Suppose $R$ happens to be the ring of "functions", each of which being defined in a small enough neighborhood of the origin, then one can consider some representative of $Spec(R)$, with genuine geometric points off the origin. And to prove the statement pointwise, by going over all the points. Sometimes, this is simpler than to do the proof in the general case of an "abstract" local ring.

e.g. Suppose we are given two ideals $I,J\subset R$ (defined in a complicated way). And we want to check that the ideal they generate together contains a power of the maximal ideal. Geometrically (if $R$ is an analytic ring) this means: the two subschemes $V(I)$, $V(J)\subset Spec(R)$ intersect at the origin only. Then one can just go over the points in the punctured neighborhood of the origin and to check pointwise. This might greatly simplify the proof. (At least the idea of the proof. At least for some people.)

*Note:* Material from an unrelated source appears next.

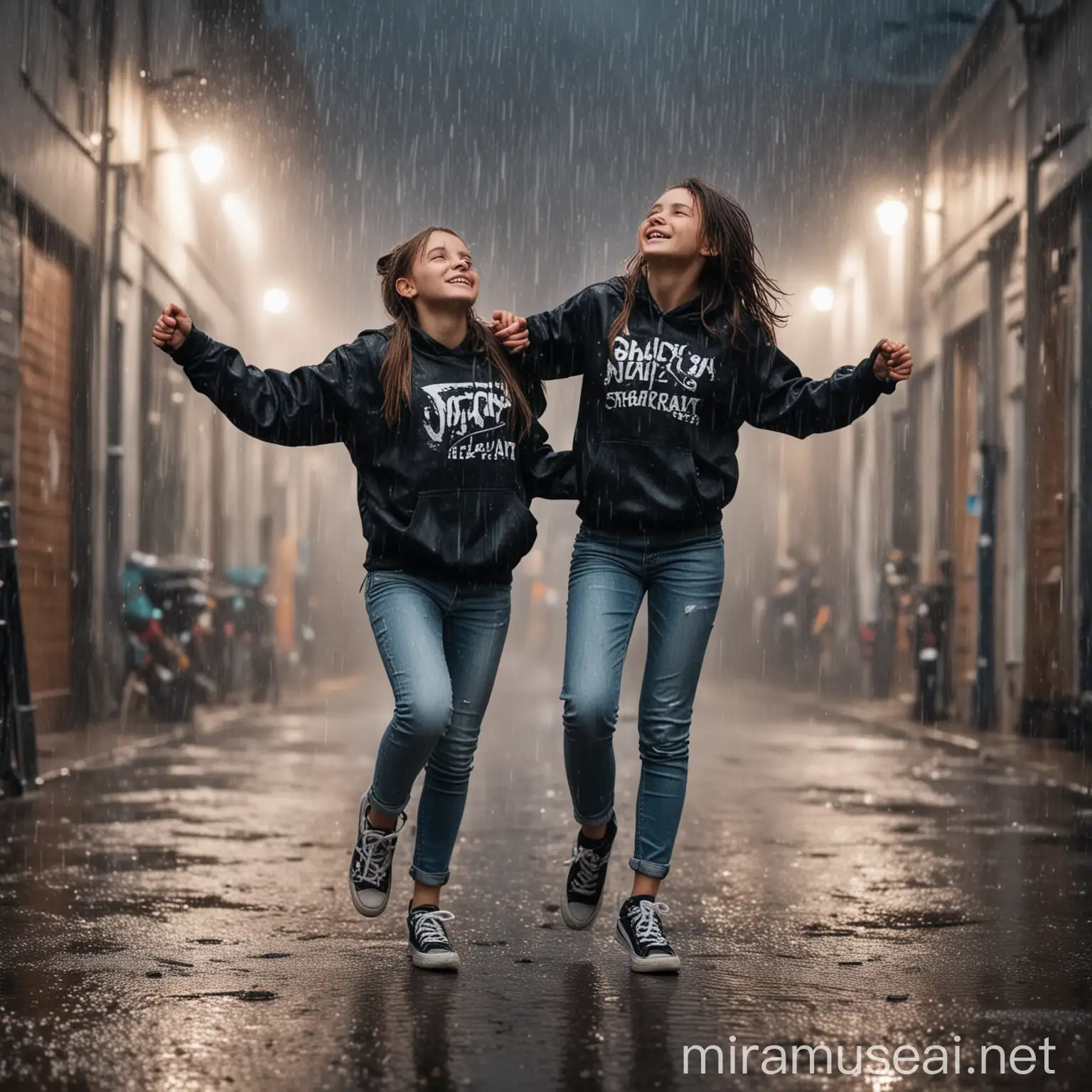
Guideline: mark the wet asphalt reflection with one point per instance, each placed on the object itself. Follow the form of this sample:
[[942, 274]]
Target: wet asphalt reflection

But, when working with complete local rings, one cannot speak of the "points near the origin", etc.

${\bf Question:}$ Is there some analogue of Lefschetz principle, when working with local rings? Something like: if a statement is formulated over an arbitrary local ring, and can be proven for analytic rings (i.e. $k \{ x_1,..,x_n \} /I$), then it is true for an arbitrary local ring (at least henselian, over $k=\bar{k}$)?

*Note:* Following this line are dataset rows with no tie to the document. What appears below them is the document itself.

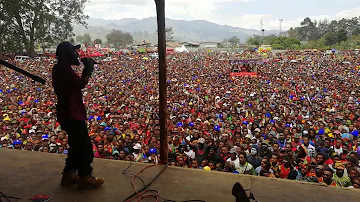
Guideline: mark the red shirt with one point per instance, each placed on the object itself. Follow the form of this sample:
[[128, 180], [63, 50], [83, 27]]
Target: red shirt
[[67, 85]]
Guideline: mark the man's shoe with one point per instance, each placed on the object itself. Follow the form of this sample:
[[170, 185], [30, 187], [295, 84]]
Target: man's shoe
[[89, 182], [69, 178]]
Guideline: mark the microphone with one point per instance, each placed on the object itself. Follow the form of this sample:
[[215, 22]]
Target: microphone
[[95, 62]]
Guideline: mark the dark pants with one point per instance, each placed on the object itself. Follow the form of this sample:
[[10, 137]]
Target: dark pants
[[80, 153]]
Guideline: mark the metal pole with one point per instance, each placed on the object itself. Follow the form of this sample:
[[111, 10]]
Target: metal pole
[[160, 10]]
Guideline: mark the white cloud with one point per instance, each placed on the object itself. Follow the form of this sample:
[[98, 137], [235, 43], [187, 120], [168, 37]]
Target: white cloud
[[198, 10]]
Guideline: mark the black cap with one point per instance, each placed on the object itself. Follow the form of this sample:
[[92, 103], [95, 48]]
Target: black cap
[[66, 47]]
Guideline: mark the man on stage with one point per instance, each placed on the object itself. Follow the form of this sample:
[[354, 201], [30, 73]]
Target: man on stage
[[71, 115]]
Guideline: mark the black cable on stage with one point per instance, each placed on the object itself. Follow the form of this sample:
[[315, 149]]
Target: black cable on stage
[[2, 195], [147, 185]]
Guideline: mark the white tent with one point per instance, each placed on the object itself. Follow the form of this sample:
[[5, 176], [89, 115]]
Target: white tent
[[182, 49]]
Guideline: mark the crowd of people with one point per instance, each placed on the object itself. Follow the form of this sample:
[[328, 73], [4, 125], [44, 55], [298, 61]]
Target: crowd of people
[[298, 120]]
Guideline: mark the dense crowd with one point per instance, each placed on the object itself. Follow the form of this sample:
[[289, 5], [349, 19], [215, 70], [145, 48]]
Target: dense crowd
[[298, 120]]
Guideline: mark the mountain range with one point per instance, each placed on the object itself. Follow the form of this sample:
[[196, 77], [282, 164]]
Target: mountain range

${\bf upd:}$ In view of the comments, an additional example might be helpful. Consider a matrix $A$ over a local ring. Suppose one wants to re-derive the standard upper bound on the height of the fitting ideal $I_j(A)$. The bound is well known in alg.com. But if this matrix happens to be a matrix of "functions", that are computable in some open neighborhood of the origin, then one can derive this bound also geometrically, as the codimension of the corresponding degeneracy locus. The question is: after I prove geometrically some bound of this type, which invocations should be pronounced to ensure the validity over an arbitrary local ring?

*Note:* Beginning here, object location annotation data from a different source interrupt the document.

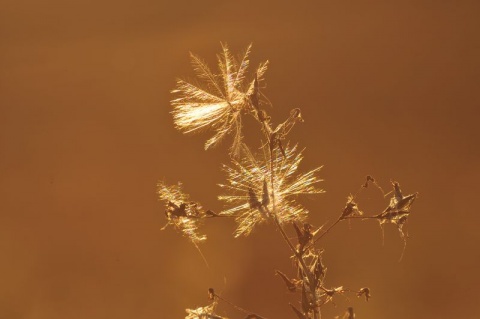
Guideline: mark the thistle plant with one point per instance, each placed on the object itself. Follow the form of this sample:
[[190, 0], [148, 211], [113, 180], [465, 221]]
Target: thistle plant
[[262, 188]]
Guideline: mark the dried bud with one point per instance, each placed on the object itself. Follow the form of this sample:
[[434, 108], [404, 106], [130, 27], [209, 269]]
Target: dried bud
[[364, 292], [211, 294]]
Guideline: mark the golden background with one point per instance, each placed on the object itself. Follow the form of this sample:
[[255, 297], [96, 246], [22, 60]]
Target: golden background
[[387, 88]]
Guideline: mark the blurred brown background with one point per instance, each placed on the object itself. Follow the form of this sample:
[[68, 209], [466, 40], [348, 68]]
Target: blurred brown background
[[387, 88]]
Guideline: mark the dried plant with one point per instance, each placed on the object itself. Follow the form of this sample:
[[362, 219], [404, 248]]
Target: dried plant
[[262, 187]]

$\bf upd2:$ While the general approach to treat such questions uses the model theory (as is explained below), the following standard tricks often help.

  • Suppose a statement is known over some ring R. Often it trivially follows for any quotient of R and any subring of R.

  • Suppose the statement involves a finite amount of matrices, finitely generated ideals, modules. Then instead of the whole ring R take the subring generated by all the entries. This subring often embeds into some "good" ring.

  • (If nothing else works) Suppose there exists a counterexample to the statement, over some "bad" ring. Starting from this counterexample try to construct a counterexample over the "good" ring. (e.g. cut all the tails in the Taylor expansions, to get polynomials)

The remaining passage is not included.